NOTE: Because Thingiverse can't handle subfolders and needs some sort of unzipped .stl files 1.1 version files are in an archive.
This pistol is among the smallest and most versatile flywheel blasters available. The FP-68 Grass Snake is a compact pistol built to take both Katanas and Talons. Its mag release - free design allows for super quick reloads and a relatively simple catch system. It is ideal as a secondary for more competitive Nerf battles, as a blaster you could bring with you when travelling, or even as an HvZ primary - while it doesn't have top load you can stock up on a lot of its tiny mags. Or something to sneak into official Nerf events to show them how we do things in the homemade scene (I'm not actually asking for this please don't sue me)!
This should be a rather simple build though you might find the catch assembly a little annoying. I encourage to experiment with springs and perhaps with print settings if you know what you are doing to create a blaster fine-tuned to your needs.
Grab your Snakethanhas here:
Feedback is very much welcome and though I might not be able to respond to everyone, I read everything. If you run into issues, I'll do my best to help.
Complete blaster available here:
I should also note that selling the blaster without permission is illegal. If you are a seller interested in selling and manufacturing Grass Snakes, please contact me directly.
Tips are highly appreciated and would help me a lot on future Nerf projects.
- Minor ergonomic improvements
- Improved catches
-Standard Omron sized microswitch;
-Motors of choice. Honeybadgers seem to offer the best performance but from what I hear Fangs are a bit more reliable;
-FTW, Nightowl or Cabanossi flywheels (I've yet to test with the latter);
-Wiring and a battery plug of choice;
-Some M2.5x10 screws or their imperial equivalent. Preferably countersunk. You might need to shorten the one that fixes the trigger to the trigger link;
-8 Motor screws. The extra screws are for grip panels.
-A couple of approximately 5mm long and no more than 5mm in diameter compression springs for each catch. I've found that a pen springs work well. You might want to have a somewhat more loose spring for the Katana catch becasue of how it's set up. I would really encourage to experiment a bit with this, because both harder and softer springs will have their own advantages;
-An extension spring or two. I use one or two 0.4x4mm springs for the trigger. There shouldn't be much resistance in the return stroke of the trigger but it never hurts to have that extra bit of force. Again, a relatively average strength setup will suffice but you can experiment here as well. As I said, you can use two extension springs to double the force.

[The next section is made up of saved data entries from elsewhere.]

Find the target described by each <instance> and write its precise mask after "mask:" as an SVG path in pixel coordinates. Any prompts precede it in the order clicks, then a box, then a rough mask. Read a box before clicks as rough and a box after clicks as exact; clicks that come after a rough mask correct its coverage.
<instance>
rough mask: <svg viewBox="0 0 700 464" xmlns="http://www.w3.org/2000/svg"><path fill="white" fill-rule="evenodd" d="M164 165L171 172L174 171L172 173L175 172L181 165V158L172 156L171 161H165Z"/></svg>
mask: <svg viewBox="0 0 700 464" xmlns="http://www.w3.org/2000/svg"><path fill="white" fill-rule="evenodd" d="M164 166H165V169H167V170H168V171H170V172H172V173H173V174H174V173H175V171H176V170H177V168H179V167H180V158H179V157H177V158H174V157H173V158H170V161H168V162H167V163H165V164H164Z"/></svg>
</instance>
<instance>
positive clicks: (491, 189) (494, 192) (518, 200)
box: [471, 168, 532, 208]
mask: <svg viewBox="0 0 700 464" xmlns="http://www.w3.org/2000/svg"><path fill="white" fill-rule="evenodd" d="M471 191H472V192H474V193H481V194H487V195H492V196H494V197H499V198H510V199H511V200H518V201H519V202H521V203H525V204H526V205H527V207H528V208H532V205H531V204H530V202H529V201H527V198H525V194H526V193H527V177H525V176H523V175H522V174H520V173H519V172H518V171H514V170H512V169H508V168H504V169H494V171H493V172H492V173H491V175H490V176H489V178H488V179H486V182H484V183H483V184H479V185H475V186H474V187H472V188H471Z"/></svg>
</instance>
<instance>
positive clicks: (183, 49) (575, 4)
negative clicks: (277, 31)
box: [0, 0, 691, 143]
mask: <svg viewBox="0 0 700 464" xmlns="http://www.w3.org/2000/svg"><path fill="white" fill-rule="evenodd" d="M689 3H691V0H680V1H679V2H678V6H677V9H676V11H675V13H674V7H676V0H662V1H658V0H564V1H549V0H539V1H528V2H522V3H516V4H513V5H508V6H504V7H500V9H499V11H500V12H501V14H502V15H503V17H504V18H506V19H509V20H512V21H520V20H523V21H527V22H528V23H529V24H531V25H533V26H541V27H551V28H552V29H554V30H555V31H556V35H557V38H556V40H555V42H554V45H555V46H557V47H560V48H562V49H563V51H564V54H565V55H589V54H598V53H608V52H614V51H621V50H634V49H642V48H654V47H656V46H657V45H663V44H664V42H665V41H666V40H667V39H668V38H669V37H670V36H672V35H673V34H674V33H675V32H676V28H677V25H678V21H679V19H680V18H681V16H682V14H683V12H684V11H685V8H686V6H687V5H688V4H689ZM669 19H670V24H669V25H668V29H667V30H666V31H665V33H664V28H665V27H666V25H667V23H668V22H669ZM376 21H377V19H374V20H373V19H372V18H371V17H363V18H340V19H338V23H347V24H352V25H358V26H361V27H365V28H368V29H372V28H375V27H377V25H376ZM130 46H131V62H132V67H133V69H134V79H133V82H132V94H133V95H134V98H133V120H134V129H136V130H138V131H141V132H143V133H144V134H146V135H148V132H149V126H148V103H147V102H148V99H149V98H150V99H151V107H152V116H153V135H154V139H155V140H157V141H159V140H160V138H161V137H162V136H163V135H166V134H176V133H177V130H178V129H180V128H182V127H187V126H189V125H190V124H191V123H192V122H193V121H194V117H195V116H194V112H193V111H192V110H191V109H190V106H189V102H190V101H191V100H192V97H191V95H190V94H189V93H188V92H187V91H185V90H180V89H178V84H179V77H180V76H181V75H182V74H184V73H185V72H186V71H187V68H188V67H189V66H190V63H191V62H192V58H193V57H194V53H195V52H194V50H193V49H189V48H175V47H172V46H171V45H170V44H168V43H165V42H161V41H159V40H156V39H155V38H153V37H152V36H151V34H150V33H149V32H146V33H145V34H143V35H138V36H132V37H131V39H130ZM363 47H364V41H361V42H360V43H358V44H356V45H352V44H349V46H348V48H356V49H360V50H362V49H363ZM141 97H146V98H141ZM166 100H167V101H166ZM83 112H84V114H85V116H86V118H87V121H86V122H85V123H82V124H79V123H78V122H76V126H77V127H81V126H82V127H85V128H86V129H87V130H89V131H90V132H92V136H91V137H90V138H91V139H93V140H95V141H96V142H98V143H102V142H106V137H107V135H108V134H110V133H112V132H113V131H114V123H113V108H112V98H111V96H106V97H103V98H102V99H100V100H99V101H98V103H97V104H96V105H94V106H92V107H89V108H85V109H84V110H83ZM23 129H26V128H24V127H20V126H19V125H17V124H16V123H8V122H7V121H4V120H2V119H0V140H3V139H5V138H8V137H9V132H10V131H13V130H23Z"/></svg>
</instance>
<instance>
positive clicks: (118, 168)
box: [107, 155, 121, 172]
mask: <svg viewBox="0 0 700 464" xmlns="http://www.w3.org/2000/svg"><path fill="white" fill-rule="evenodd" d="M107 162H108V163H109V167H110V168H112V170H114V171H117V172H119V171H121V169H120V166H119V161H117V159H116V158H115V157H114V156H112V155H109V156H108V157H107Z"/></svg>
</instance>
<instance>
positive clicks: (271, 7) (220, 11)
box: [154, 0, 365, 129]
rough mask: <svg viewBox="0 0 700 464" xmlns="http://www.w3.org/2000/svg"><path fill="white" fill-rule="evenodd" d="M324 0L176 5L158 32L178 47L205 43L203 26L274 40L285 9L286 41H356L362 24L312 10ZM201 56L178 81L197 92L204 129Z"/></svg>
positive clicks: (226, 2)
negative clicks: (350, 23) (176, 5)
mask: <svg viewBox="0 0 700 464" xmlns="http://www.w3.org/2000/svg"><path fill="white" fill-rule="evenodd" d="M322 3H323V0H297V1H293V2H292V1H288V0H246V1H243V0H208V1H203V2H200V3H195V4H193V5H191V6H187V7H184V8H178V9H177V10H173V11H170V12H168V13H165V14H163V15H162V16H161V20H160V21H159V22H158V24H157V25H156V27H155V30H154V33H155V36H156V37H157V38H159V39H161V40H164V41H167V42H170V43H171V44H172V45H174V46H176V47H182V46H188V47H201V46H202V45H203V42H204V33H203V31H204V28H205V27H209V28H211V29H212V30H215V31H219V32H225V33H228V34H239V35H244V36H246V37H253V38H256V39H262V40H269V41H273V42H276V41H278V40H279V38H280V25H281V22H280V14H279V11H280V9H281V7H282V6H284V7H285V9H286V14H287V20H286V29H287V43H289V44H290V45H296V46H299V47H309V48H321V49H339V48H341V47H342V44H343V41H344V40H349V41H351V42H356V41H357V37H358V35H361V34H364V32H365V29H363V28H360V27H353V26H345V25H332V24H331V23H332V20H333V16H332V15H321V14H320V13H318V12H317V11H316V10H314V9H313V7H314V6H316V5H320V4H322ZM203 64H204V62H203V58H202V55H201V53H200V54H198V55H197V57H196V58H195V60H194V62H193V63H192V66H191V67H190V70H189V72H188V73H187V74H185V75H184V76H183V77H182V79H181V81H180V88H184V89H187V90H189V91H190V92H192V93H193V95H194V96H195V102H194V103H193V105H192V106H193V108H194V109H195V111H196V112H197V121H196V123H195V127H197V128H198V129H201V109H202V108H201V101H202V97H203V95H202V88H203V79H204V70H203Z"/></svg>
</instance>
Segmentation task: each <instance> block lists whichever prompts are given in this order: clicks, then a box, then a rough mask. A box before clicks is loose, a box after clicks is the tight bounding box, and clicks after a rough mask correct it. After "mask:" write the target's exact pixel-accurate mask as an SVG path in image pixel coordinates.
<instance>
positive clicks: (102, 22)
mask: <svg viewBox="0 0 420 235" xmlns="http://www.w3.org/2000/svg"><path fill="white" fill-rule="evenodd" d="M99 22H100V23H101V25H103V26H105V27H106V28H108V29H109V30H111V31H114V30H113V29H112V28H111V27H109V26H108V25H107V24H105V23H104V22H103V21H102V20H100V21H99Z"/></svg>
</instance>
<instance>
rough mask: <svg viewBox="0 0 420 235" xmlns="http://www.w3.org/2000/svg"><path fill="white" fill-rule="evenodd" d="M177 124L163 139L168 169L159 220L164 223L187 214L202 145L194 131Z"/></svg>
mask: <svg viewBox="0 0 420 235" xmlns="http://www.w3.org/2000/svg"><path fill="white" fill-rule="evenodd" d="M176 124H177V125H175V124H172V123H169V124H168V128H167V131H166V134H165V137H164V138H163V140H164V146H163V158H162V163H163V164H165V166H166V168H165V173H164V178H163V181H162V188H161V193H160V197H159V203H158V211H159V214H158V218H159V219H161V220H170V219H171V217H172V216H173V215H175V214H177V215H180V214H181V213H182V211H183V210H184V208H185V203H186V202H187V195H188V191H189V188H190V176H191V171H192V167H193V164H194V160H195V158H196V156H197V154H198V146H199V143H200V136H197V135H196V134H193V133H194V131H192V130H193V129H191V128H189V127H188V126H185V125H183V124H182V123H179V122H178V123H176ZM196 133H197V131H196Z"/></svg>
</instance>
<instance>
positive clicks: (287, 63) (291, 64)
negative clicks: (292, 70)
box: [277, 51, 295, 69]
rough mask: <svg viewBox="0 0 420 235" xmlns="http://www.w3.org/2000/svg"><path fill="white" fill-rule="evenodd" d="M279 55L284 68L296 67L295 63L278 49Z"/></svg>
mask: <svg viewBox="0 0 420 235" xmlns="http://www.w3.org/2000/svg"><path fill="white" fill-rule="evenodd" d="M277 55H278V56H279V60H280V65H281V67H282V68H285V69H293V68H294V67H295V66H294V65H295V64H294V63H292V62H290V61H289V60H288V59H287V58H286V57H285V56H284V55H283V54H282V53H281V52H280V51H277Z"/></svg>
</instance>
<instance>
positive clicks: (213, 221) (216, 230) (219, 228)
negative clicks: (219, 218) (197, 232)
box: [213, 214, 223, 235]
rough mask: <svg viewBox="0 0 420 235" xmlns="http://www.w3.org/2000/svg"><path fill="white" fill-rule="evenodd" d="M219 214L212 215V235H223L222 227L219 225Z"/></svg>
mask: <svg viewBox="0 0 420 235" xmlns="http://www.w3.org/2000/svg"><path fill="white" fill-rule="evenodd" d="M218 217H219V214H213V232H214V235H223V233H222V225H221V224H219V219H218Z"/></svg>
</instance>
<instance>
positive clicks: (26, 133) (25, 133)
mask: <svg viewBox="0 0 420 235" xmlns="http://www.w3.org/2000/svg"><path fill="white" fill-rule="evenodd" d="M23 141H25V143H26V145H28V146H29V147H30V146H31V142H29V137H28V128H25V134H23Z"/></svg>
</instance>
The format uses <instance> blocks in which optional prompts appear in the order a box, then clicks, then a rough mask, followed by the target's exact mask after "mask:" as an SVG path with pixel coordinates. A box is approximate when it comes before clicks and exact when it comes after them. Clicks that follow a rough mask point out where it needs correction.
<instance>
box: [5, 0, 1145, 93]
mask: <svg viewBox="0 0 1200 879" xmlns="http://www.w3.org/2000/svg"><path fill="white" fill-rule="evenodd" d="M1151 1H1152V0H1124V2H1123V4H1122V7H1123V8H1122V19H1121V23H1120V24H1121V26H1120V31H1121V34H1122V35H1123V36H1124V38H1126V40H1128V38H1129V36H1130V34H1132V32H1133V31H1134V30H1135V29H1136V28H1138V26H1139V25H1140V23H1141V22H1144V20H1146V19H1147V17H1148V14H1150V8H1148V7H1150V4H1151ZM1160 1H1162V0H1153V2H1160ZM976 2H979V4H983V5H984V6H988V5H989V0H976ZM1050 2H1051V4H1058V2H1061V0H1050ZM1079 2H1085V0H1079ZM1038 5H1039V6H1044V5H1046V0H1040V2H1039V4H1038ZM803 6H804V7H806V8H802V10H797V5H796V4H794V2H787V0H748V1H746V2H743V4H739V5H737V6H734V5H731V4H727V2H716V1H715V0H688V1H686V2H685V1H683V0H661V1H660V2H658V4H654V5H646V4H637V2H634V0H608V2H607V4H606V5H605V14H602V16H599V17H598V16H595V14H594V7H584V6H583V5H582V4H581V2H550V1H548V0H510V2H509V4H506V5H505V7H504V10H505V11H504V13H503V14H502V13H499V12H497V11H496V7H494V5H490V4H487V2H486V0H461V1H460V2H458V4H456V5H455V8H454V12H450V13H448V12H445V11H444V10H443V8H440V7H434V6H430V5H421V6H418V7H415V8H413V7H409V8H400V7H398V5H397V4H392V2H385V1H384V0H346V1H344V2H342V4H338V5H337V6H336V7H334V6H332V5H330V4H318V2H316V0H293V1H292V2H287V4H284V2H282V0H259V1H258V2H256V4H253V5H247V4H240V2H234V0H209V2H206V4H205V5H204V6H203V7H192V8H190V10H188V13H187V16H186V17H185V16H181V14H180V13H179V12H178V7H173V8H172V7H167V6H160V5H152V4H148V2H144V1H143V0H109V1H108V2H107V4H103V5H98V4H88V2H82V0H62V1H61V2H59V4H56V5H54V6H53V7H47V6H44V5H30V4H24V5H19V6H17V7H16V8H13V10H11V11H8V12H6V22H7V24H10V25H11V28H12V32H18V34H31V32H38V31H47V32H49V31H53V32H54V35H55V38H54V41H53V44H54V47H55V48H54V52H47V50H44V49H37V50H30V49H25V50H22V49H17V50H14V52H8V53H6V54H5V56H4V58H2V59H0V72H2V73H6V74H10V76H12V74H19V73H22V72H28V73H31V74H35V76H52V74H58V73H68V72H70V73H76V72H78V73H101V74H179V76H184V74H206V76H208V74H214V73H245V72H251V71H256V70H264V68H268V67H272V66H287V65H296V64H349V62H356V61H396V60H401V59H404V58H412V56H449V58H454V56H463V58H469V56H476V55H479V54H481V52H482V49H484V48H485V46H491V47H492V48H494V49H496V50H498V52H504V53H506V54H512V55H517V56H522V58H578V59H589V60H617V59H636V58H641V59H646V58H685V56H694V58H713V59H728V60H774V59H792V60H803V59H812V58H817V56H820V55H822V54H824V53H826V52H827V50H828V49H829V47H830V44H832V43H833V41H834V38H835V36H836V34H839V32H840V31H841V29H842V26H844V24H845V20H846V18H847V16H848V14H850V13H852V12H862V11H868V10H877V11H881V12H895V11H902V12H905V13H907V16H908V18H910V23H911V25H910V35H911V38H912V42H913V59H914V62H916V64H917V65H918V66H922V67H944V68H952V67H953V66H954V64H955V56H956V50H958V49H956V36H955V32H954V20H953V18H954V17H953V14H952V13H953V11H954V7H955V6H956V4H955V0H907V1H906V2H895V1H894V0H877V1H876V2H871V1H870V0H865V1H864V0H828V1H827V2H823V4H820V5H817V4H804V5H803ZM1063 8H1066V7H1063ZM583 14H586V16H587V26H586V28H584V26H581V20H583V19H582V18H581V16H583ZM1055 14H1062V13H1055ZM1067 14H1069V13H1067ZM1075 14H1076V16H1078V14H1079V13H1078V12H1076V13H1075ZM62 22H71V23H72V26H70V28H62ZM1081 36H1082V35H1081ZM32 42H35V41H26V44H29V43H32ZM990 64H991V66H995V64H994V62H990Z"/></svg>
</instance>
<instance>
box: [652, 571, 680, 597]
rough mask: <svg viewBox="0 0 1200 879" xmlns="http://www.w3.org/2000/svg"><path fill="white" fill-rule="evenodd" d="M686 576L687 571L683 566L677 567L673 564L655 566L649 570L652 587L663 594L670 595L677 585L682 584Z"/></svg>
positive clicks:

Parts are NOT oriented for printing
Best results with Cura slicer, otherwise I can't guarantee good tolerances.
Layer height: 0.24 or lower
Perimeters: 3 or more (no reason for more than 5)
Supports: Preferably use tree supports and if not, don't forget to place the supports everywhere, not only directly above build plate
Print speed: 60mm/s works best but that will depend on yor setup as well
Print duration on minimal settings and 100 mm/s: about 20 hours in total
5 or more top/bottom layers but I feel you could use less
15% infill should be good but you might be able to get away with lower percentage
Grip panel is meant to be mirrored.
Make sure moving parts fit together without friction before proceeding to the next step
1) Assemble the trigger and trigger link with a screw.
2) slot in the trigger assembly with the link and pusher attached into their appropriate slots. Make sure the lever's half pipe is facing the outside. Secure the lever with a pin.
3) Screw on the extension spring(s) between trigger link and a slot on the frame.
4) Slot in the magazine cathces with the springs. Start with the Talon catch. After securing that partially with a pin, proceed to the Katana catch. After that is done, insert the pin completely. Make sure that all the supports in the slots are cler, the catch stoppers are properly sitting inside their slots and that the springs don't fall to the side while assembling, otherwise the mechanism won't work. Verify that you're happy with how it works by test inserting a magazine.
5) Assemble the cage. Insert and screw in the motors. Use 3-4mm long motor screws. Add the flywheels and make sure they're aligned nicely and take into account motor shaft looseness when doing it. When inserting the flywheels on their shafts make sure the motors are supported against something by the circular extensions on the opposite side and not the motor side walls, or worse, nothing at all. Try to not hit the tabs.
6) Wire up the cage with the switch (inverted). You can do that while everything is in the frame or outside of it. Make sure you cut the wires to appropriate lengths. Don't forget the battery plug. Keep in mind that the horizontal slot on the right is meant to hold it inside to save space. You can optionally add some LEDs in the front cavity. After that is done, secure the cage with two screws and the switch with a single screw on the left side of the blaster.
7) Add the cover and secure it with screws. You can try to test fire at this point.
8) Pick up the slide (frame top) and insert the iron sights into the dove tail slot.
9) To close off the blaster with the battery, put on the slide (frame top), slot in the tip, secure it with a pin and snap on the detent in the back.
10) Don't forget to screw on the grip panels with motor screws. Make sure they don't grind on the magazine, otherwise you will need to trim them a little.